Transcript
Host (0:03)
The Merry Bakers at Relevant radio present.
Narrator (0:07)
This day of Christmas my true love came to me A partridge in a pear tree of Christmas pleasure to me Two turtle doves and a partridge in a pear tree.
Host (0:27)
Charles Dickens A Christmas Carol Episode 14 Christmas present awaking in the middle of.
Charles Dickens (0:58)
A prodigiously tough snore, and sitting up in bed to get his thoughts together, Scrooge had no occasion to be told that the bell was again upon the stroke of one.
Narrator (1:16)
It's almost one already, almost one o'clock.
Charles Dickens (1:21)
He felt that he was restored to consciousness in the right nick of time, for the especial purpose of holding a conference with the second messenger dispatched to him through Jacob Marley's intervention. But finding that he turned uncomfortably cold when he began to wonder which of his curtains this new specter would draw back, he put them, every one, aside with his own hands, and lying down again, established a sharp lookout all round the bed, for he wished to challenge the spirit on the moment of its appearance, and did not wish to be taken by surprise and made nervous. Scrooge was ready for a good broad field of strange appearances, and that nothing between a baby and a rhinoceros would have astonished him very much.
Narrator (2:04)
Come now, come now. Ah, it's 1:00.
Charles Dickens (2:10)
Here it is now. Being prepared for almost anything, he was not by any means prepared for nothing, and consequently, when the bell struck one and no shape appeared, he was taken with a violent fit of trembling.
Narrator (2:27)
Where is it? Where is it?
Charles Dickens (2:30)
Five minutes, ten minutes.
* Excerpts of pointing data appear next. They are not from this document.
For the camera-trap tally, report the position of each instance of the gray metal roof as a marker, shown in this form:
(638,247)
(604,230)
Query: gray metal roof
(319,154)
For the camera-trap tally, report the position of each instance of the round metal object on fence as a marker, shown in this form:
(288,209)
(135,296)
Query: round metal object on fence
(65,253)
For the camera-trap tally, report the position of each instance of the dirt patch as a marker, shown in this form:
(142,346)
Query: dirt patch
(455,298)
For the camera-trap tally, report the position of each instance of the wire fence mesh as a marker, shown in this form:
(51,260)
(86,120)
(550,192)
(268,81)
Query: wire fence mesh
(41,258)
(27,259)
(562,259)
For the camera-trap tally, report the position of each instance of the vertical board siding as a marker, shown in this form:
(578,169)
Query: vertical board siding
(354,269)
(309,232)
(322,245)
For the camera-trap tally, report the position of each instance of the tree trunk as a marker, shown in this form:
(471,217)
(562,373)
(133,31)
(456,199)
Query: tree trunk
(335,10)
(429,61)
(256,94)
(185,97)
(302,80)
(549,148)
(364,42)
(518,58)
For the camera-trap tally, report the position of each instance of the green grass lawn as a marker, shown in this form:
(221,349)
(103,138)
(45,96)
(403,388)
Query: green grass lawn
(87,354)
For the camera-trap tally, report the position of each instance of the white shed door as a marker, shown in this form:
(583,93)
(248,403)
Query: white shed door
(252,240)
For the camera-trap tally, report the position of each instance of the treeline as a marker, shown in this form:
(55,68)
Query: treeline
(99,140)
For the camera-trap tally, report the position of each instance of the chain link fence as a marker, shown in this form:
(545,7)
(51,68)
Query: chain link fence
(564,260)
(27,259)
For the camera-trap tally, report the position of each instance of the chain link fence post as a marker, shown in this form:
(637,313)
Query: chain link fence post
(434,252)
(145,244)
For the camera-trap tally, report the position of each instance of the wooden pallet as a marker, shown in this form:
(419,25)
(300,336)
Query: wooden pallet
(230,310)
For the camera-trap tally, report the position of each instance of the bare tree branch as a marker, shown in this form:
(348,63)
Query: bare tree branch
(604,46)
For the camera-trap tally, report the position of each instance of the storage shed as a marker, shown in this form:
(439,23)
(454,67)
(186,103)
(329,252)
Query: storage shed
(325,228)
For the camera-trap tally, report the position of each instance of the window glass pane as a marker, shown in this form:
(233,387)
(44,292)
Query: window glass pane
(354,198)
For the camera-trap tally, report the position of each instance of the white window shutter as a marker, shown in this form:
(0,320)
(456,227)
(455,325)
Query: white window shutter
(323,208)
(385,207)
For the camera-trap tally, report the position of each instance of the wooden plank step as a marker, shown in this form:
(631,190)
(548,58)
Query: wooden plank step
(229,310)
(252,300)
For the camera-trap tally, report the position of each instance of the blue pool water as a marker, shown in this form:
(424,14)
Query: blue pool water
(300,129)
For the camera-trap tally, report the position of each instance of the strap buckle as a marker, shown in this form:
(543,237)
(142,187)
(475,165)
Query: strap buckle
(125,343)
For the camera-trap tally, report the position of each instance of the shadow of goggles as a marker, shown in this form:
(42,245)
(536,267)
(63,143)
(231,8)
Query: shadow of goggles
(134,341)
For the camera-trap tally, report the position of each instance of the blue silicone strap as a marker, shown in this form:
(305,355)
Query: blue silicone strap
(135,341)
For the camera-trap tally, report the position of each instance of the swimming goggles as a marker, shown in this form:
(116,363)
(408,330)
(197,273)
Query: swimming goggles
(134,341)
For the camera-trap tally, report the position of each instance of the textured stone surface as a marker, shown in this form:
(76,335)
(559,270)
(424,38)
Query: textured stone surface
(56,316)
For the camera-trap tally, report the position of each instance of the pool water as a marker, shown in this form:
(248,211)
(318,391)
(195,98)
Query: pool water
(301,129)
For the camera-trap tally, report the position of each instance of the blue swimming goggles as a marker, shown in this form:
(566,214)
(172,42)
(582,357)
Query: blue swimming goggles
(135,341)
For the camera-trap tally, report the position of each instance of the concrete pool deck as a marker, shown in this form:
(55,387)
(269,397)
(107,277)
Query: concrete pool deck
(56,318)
A quarter of an hour went by, yet nothing came. All this time he lay upon his bed, the very core and centre of a blaze of ruddy light which streamed upon it when the clock proclaimed the hour, and which, being only light, was more alarming than a dozen ghosts. As he was powerless to make out what it meant or would be at, and was sometimes apprehensive that he might be at that very moment an interesting case of spontaneous combustion, without having the consolation of knowing it. At last, however, he began to think as you or I would have thought at first, for it is always the person not in the predicament who knows what ought to have been done in it, and would unquestionably have done it too. At last, I say, he began to think that the source and secret of this ghostly light might be in the adjoining room, from whence, on further tracing it, it seemed to shine. This idea taking full possession of his mind, he got up softly and shuffled in his slippers to the door.